I imagine those who are buying Ercan’s work[i], those who are quietly investing in his practice and development, are seeing a sense of freedom in his mark making. Maybe it’s power too – power and virility – and owning it, encountering it in painted form every day, is a reminder, or a beacon. Maybe it’s also the freshness of his voice, a Tongan-Māori Moana New Zealander, remixing Basquiat dreaming with Selekā[ii] discourse, in fractured dystopian dreamscapes.
As this young artist’s work gets snapped up and circulated amongst homes that can afford them, I think about his future retrospectives and hope that public institutions start collecting Ercan Cairns sooner rather than later.

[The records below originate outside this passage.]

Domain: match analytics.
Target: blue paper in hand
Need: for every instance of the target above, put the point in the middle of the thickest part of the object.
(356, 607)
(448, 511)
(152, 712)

We are watching an artist grow; his work is his physical and psychological shadow, time marked through dated titles[iii], circuit breaking patterns of artist sustainability and cultural fluidity, and shaking expectations of old-school curators like me.
A note of gratitude
Vinaka vakalevu to Ercan for sharing time, space and insights. Thank you for trusting me to contribute to the reading and rendering of your work. Thank you to Dagmar, for facilitating our connection.
This text has been developed with discussion, support and critique with artists and peers, Nigel Borell, Mereia Carling, Leilani Kake, Niutuiatua Lemalu, Vea Mafile’o, Genevieve Pini and Yazma Smith. My sincere gratitude for your input, criticality, and helping me write again in a climate of chronic crisis.
[i] (notably, predominantly men)
[ii] Selekā International Art Society Initiative (SIASI) was founded by Tēvita Lātū in 2008 to promote art and encourage young artists from Tonga. Ercan has collaborated with Lātū both in Tonga and Aotearoa New Zealand since 2017.
[iii] Ercan’s paintings are typically titled with the numerical date they are completed, unless he gifts naming rights to a close friend.